Avec lui repose en revanche une fille qu’il eut avec Marie-Anne Delsarte : la peintre Thérèse GERALDY (1884-1965) [3]. Elève à l’Académie Julian à Paris dans les ateliers de Marcel Baschet et d’Henri Royer, ainsi que de sa tante Magdeleine Réal del Sarte (voir plus loin), elle se spécialisa dans le portrait. Elle exposa au Salon de la société des artistes français.

On trouve sur le net un éventuel lien entre cette banche Geraldy et le poète Paul Geraldy (et par voie de conséquence son épouse, la cantatrice Germaine Lubin). Si cette parenté est tout-à-fait possible, les liens généalogiques que proposent le net sont totalement fantaisistes. Dans l’état actuel des recherches, il m’est impossible d’aller plus loin.


Les Delsarte


On lit parfois que cette famille serait apparenté -voire descendrait- du peintre florentin Andrea del Sarto (on ne prête qu’aux riches !). Je serai curieux de voir une généalogie étayée et raisonnée qui les relieraient ! On remonte en revanche l’ascendance de cette famille jusqu’au XVIIe siècle dans le Nord, à Solesmes. On constate que la graphie varie beaucoup : Delsarte, Del Sarte, Delesart, Delsart...

Le docteur Jean-Nicolas Joseph Delsarte eut parmi ses enfants Jean-Nicolas Toussaint, qui suit, et une fille, Marie-Thérèse Sophie, qui épousa Jean-Baptiste Réal. Nous aurons l’occasion d’en reparler car de cette première union entre les deux familles descend Désiré Louis Réal, qui épousa sa cousine Madeleine Delsarte.
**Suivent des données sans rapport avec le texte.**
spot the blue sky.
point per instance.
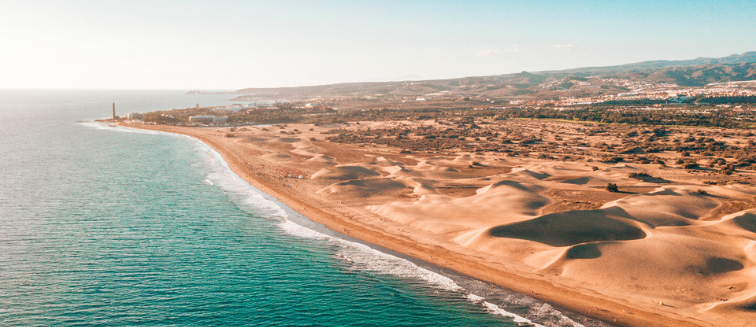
(238, 44)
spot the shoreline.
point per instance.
(581, 301)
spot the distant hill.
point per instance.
(588, 81)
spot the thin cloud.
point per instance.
(497, 52)
(564, 46)
(488, 53)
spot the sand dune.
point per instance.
(667, 250)
(343, 173)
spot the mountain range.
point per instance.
(577, 82)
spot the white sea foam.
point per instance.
(108, 126)
(361, 256)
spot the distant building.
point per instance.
(208, 119)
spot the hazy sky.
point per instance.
(237, 44)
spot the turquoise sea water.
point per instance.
(103, 226)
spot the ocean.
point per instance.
(106, 226)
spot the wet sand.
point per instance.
(664, 252)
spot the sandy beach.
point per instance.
(666, 250)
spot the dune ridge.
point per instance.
(666, 251)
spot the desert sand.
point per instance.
(666, 250)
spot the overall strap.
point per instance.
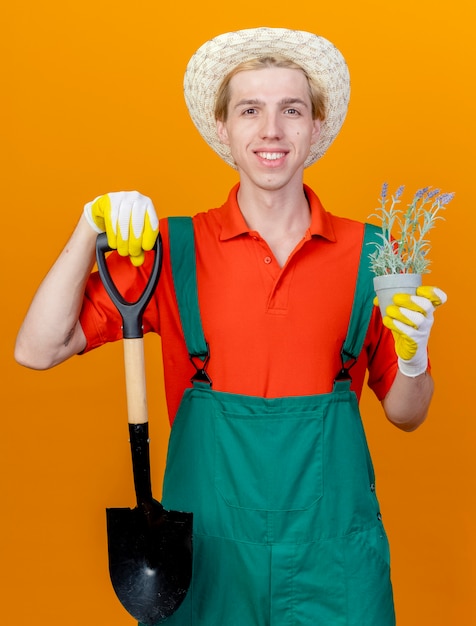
(363, 298)
(184, 273)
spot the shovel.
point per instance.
(150, 548)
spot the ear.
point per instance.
(222, 133)
(316, 131)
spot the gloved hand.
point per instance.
(129, 220)
(410, 319)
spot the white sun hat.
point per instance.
(216, 58)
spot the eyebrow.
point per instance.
(283, 102)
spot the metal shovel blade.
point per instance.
(150, 559)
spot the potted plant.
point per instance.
(401, 258)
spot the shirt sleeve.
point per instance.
(382, 359)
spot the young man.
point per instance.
(269, 454)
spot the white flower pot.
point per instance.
(388, 285)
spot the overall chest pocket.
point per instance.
(269, 462)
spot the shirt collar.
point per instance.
(234, 225)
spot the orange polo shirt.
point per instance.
(272, 331)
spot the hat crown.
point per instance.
(216, 58)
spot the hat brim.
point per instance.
(216, 58)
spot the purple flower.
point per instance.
(420, 193)
(399, 191)
(432, 193)
(445, 198)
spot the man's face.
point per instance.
(269, 128)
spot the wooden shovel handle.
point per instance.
(137, 412)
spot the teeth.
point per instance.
(271, 156)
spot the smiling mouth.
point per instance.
(271, 156)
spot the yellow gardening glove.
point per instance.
(129, 220)
(410, 319)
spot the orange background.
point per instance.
(92, 102)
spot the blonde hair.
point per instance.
(316, 92)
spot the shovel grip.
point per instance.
(131, 312)
(136, 392)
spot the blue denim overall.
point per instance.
(287, 528)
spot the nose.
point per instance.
(270, 126)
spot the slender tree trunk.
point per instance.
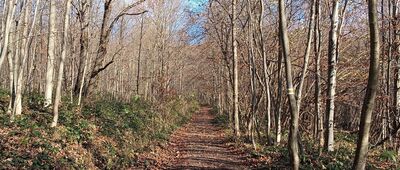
(330, 102)
(317, 53)
(139, 56)
(372, 87)
(294, 113)
(278, 114)
(9, 20)
(62, 60)
(306, 53)
(50, 55)
(235, 71)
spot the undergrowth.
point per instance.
(105, 134)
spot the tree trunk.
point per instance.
(332, 61)
(294, 113)
(317, 94)
(235, 71)
(373, 80)
(9, 20)
(50, 55)
(62, 60)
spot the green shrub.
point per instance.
(388, 155)
(221, 119)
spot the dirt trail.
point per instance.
(200, 145)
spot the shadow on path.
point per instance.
(201, 145)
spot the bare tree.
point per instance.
(50, 55)
(372, 88)
(62, 61)
(294, 112)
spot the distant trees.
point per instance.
(234, 54)
(317, 74)
(372, 88)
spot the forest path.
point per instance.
(201, 145)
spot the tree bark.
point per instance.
(235, 71)
(50, 55)
(294, 113)
(332, 61)
(62, 60)
(373, 80)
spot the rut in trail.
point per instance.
(201, 145)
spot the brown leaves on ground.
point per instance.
(197, 145)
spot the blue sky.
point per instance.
(196, 5)
(196, 30)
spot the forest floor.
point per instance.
(198, 145)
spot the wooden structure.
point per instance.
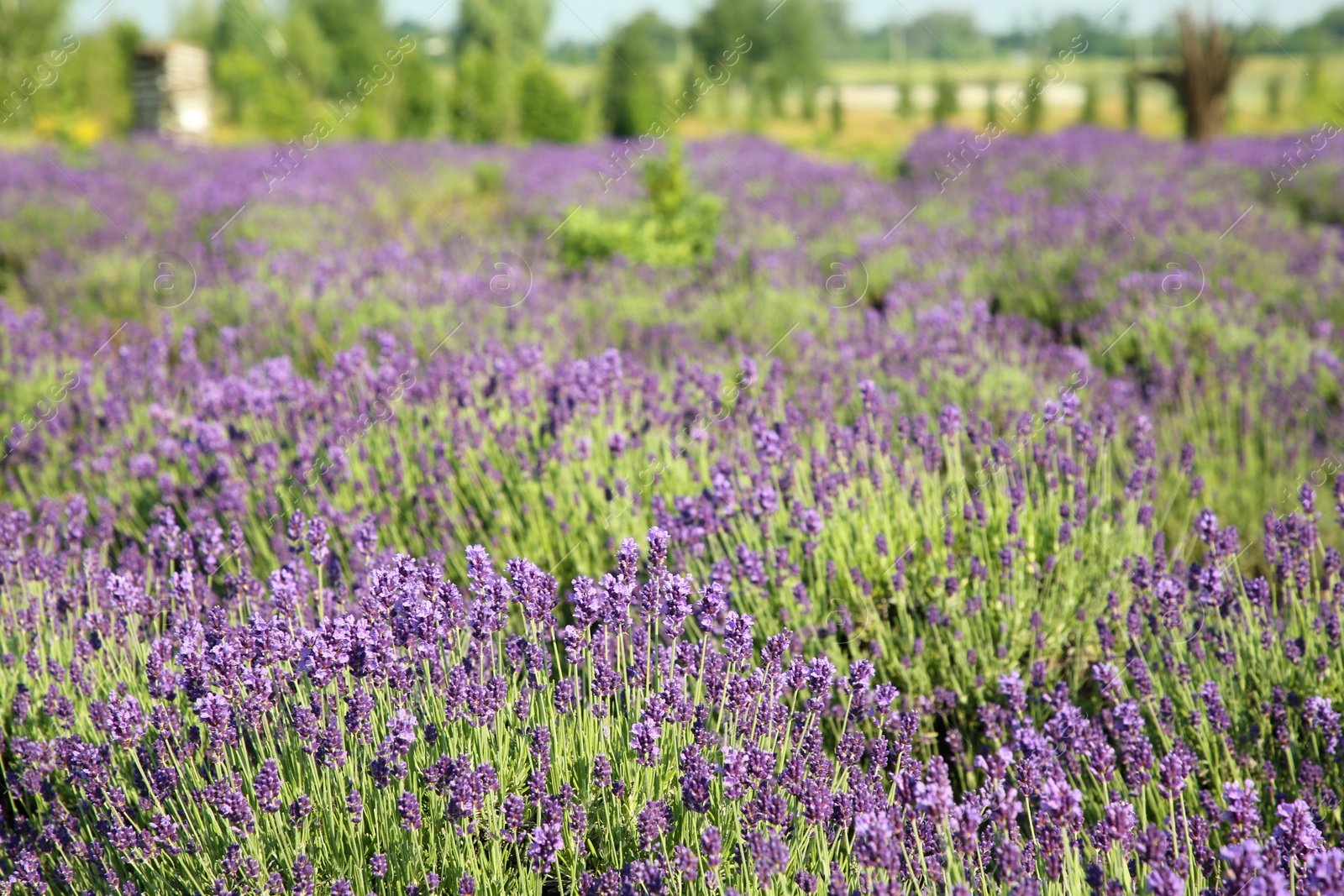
(171, 86)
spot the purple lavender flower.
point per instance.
(407, 806)
(266, 785)
(548, 841)
(644, 741)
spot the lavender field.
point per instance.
(421, 517)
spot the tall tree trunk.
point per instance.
(1202, 76)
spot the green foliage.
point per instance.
(632, 94)
(418, 97)
(1132, 102)
(676, 228)
(1035, 110)
(27, 31)
(544, 109)
(1092, 102)
(358, 35)
(905, 100)
(494, 38)
(479, 107)
(945, 100)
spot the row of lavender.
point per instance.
(933, 600)
(168, 732)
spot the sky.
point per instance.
(581, 20)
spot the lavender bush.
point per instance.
(1015, 571)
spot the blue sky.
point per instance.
(580, 19)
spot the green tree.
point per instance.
(358, 35)
(29, 29)
(544, 109)
(1092, 102)
(479, 107)
(905, 100)
(632, 93)
(1132, 102)
(492, 39)
(945, 100)
(259, 81)
(795, 39)
(417, 98)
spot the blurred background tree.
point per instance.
(632, 92)
(494, 39)
(491, 74)
(546, 112)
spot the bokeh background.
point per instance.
(847, 78)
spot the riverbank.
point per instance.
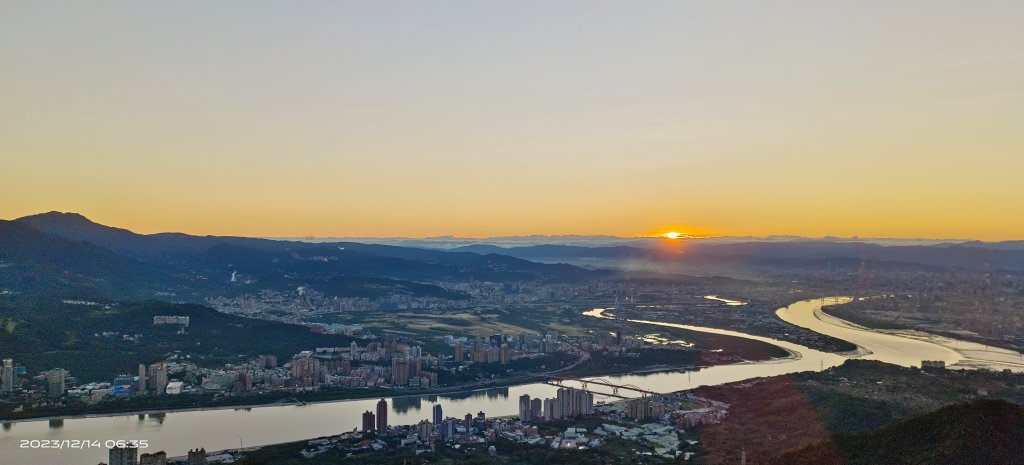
(971, 354)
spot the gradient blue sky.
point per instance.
(870, 118)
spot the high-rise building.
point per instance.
(8, 375)
(549, 409)
(639, 409)
(55, 382)
(399, 372)
(382, 417)
(369, 421)
(140, 388)
(504, 354)
(425, 429)
(198, 457)
(525, 414)
(158, 376)
(438, 416)
(307, 371)
(449, 428)
(123, 456)
(159, 458)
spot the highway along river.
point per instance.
(176, 432)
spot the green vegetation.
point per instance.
(614, 451)
(517, 367)
(47, 333)
(983, 432)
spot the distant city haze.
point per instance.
(419, 119)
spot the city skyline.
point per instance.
(372, 120)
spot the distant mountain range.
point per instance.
(67, 254)
(816, 254)
(57, 252)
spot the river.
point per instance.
(176, 432)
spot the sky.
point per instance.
(486, 118)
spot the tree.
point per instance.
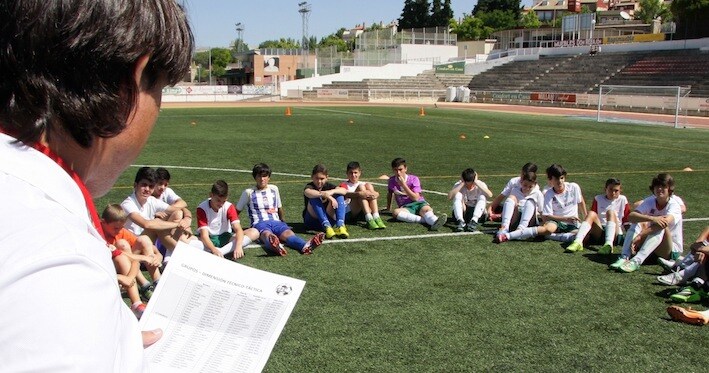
(691, 16)
(530, 20)
(653, 9)
(499, 19)
(441, 13)
(487, 6)
(415, 14)
(470, 28)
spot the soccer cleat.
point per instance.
(138, 310)
(329, 232)
(687, 315)
(313, 243)
(668, 265)
(341, 232)
(606, 249)
(672, 279)
(629, 266)
(439, 222)
(274, 246)
(146, 291)
(692, 293)
(471, 227)
(574, 247)
(618, 263)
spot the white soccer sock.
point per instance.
(583, 231)
(562, 237)
(458, 207)
(523, 234)
(629, 235)
(479, 209)
(408, 217)
(611, 228)
(651, 243)
(527, 214)
(430, 218)
(508, 209)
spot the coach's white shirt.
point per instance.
(62, 308)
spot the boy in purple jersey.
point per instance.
(412, 207)
(267, 215)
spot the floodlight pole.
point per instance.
(304, 9)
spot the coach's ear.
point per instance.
(139, 73)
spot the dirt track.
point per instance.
(688, 121)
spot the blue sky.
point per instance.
(213, 21)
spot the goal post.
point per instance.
(645, 99)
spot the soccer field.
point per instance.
(448, 302)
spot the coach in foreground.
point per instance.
(80, 90)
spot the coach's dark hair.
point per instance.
(529, 167)
(665, 180)
(260, 169)
(163, 174)
(468, 175)
(220, 188)
(354, 165)
(555, 170)
(70, 63)
(529, 176)
(398, 162)
(146, 173)
(612, 182)
(319, 169)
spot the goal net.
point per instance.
(652, 104)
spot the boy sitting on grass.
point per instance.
(361, 198)
(520, 209)
(412, 207)
(657, 227)
(469, 197)
(324, 205)
(267, 216)
(218, 224)
(139, 249)
(560, 210)
(163, 191)
(605, 220)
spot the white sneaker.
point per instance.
(674, 278)
(667, 264)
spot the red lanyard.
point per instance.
(74, 176)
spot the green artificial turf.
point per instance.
(448, 302)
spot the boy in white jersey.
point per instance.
(657, 227)
(469, 196)
(605, 219)
(163, 191)
(495, 209)
(218, 224)
(562, 203)
(520, 209)
(267, 215)
(152, 217)
(361, 198)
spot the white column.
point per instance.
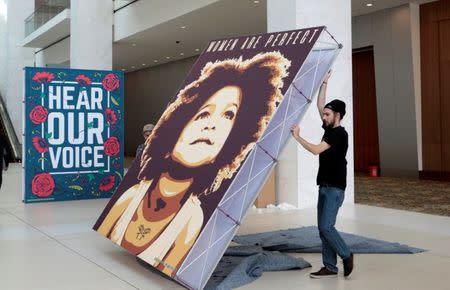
(91, 34)
(297, 169)
(281, 16)
(14, 57)
(415, 40)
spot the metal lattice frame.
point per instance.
(240, 196)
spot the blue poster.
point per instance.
(73, 134)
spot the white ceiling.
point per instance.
(224, 18)
(359, 7)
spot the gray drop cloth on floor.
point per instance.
(307, 240)
(238, 270)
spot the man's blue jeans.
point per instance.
(330, 200)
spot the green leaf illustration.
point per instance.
(76, 187)
(78, 176)
(115, 102)
(42, 159)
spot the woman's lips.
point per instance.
(204, 140)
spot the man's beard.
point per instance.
(325, 126)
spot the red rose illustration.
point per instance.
(38, 115)
(43, 77)
(112, 146)
(107, 183)
(42, 185)
(40, 144)
(110, 116)
(111, 82)
(83, 80)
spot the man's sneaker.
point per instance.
(323, 273)
(348, 265)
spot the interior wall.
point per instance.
(147, 93)
(389, 31)
(435, 56)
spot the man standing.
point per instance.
(146, 132)
(331, 179)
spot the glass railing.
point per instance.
(44, 13)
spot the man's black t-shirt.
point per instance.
(332, 162)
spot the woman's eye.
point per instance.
(202, 116)
(229, 115)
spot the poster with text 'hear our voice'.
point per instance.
(73, 134)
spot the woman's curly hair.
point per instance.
(260, 80)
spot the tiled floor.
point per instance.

Nous entamerons notre étude par les deux enfants de Jean-Nicolas Toussaint Delsarte, décédé en 1846 à Solesmes [4] :
- Aimée, la benjamine (1815-1861) épousa Adolphe Adam Bizet : ils furent les parents du compositeur Georges Bizet, qui repose bien évidemment au Père Lachaise.
- François Alexandre Nicolas Chéri DELSARTE (1811-1871), l’aîné, est le pivot de cette étude généalogique. C’est par lui que sont reliées les trois familles présentées dans cet article. Élève au Conservatoire de Paris, puis ténor à l’Opéra-Comique, il composa plusieurs mélodies et romances, et publia Les Archives du chant, compilations de pièces vocales du VIIIe siècle au XVIIIe siècle arrangées pour piano, qui eurent une grande notoriété jusqu’au début du XXe siècle. Il perdit rapidement sa voix, ce qui l’obligea à une rééducation basée sur ses observations, qui déboucha sur une pédagogie expérimentale et un travail vocal, oratoire et gestuel précis. Ses enseignements jouèrent un rôle déterminant dans l’émergence de la danse moderne, et sont plus généralement considérés comme l’une des sources de la modernité des arts du spectacle vivant. Sa renommée finit par être internationale. Cela est en partie dû à sa notoriété posthume aux États-Unis, où son « disciple » le dramaturge américain Steele MacKaye (1842-1894) rapporta ses idées et où se développa dans les dernières décennies du XIXe siècle une véritable « Delsartemania », donnant naissance à un mouvement important dans l’histoire de la culture américaine, le delsartisme. Le travail de Delsarte inspira des danseurs, telle Isadora Duncan.

On l’a vu, il avait épousé Rosine Andrien (voir plus haut) avec laquelle il eut de nombreux enfants. C’est pour l’un d’entre eux, mort jeune, que fut édifié le caveau qui allait devenir familial dans la 9ème division du cimetière Montmartre. Le caveau d’origine a aujourd’hui disparu, remplacer par une dalle contemporaine on ne peut plus discrète, sur laquelle n’apparait que son nom.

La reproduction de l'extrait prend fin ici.